One of the most fascinating chapters in the history of Saifuddin’s portrait was its purchase by Prince Konstanty Adam Czartoryski in the late 1820s. The prince sent the painting to his mother, Izabella Czartoryska, as she was completing an inventory of her formidable collection, titled Poczet pamiątek zachowanych w Domu Gotyckim w Puławach, published in Warsaw in 1828. To this day, the portrait can be seen in the Czartoryski Museum in Kraków. Hadjinicolaou correctly decided that the portrait’s acquisition by a Polish aristocratic family should be included in its story. However, his interpretation of the historical context and motivation for the painting’s purchase remains tenuous. In 1795, after the third partition of the Polish–Lithuanian Commonwealth by Prussia, Austria, and Russia, the country ceased to exist. The next one-hundred-twenty-three years were a period of unsuccessful uprisings, followed by waves of emigration of Polish noblemen. Among the objects sent by Konstanty Adam to his mother alongside Saifuddin’s portrait was a button, allegedly from Washington’s robe. The same list of objects received in 1828 includes two other Washington memorabilia, sent not by Konstanty Adam but by Eliza Parke Custis, the president’s granddaughter (not mentioned by Hadjinicolaou).
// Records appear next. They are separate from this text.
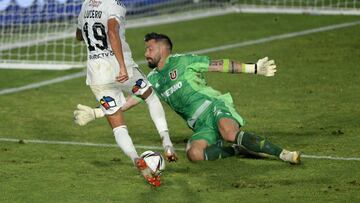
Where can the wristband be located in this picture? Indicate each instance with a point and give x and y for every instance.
(249, 68)
(226, 65)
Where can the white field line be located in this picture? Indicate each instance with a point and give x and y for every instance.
(88, 144)
(202, 51)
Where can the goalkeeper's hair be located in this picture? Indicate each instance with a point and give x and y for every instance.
(159, 37)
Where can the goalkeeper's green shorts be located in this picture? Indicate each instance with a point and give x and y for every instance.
(206, 126)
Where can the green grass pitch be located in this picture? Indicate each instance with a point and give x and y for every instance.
(312, 105)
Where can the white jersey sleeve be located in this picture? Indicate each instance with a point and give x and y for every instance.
(117, 11)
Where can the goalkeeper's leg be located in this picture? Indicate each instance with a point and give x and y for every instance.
(254, 144)
(199, 150)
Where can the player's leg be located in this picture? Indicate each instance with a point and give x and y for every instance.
(229, 129)
(206, 143)
(139, 86)
(111, 99)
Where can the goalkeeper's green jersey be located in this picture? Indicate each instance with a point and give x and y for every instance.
(181, 84)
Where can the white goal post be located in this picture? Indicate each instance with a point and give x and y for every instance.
(40, 34)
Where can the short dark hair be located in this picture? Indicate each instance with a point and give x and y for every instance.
(158, 37)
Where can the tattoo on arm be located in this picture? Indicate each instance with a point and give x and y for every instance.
(216, 63)
(232, 67)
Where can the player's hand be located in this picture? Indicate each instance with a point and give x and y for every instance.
(84, 114)
(266, 67)
(170, 154)
(122, 77)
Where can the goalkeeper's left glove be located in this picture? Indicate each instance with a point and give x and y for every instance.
(263, 67)
(84, 114)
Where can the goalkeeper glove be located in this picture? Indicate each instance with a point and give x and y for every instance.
(263, 67)
(84, 114)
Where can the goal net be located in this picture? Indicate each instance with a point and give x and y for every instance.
(40, 34)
Among the 1531 objects recorded by Czartoryska in her inventory, Hadjinicolaou singles out not only Washington’s memorabilia but also a portrait of Jeanne d’Arc and an arrow of Wilhelm Tell.
According to Hadjinicolaou, the inclusion of Washington, d’Arc, and Tell memorabilia in the same collection would establish Saifuddin as a symbol of independence of a small Moluccan nation against the VOC’s might, akin to the Polish resistance against its powerful partitioners (pp. 90-91). In Polish dreams of sovereignty, George Washington indeed featured prominently, alongside two Polish heroes of the American Revolutionary War, Kazimierz Pułaski and Tadeusz Kościuszko (with whom several in the collection were associated). But to extend the same aspirational identification to a tiny seventeenth-century sultanate with no historical ties to the Polish-Lithuanian Commonwealth is difficult to imagine. Ultimately, this tenuous suggestion is a product of the same neglect of primary sources as the deficiencies in the earlier sections on Southeast Asia.
Der amputierte Herrscher is a concise, accessible, and well-illustrated book that can be of interest to a non-specialist reader seeking to learn more about the seventeenth-century spice trade, Dutch-Moluccan relations, visual propaganda, and the functions and types of political portraiture. However, it does not deliver on its promise to reconstruct Saifuddin’s life, the perception of a disabled ruler by his contemporaries, and the possible display and reception of the portrait at the time of its creation. The book’s failure to engage with VOC’s documents and travelogues published ca. 1700 consolidates its status as an introductory read aimed at a popular audience. This is, of course, a perfectly reasonable ambition. However, as the first monograph dedicated to such a unique object, one would hope for its more thorough and critical discussion.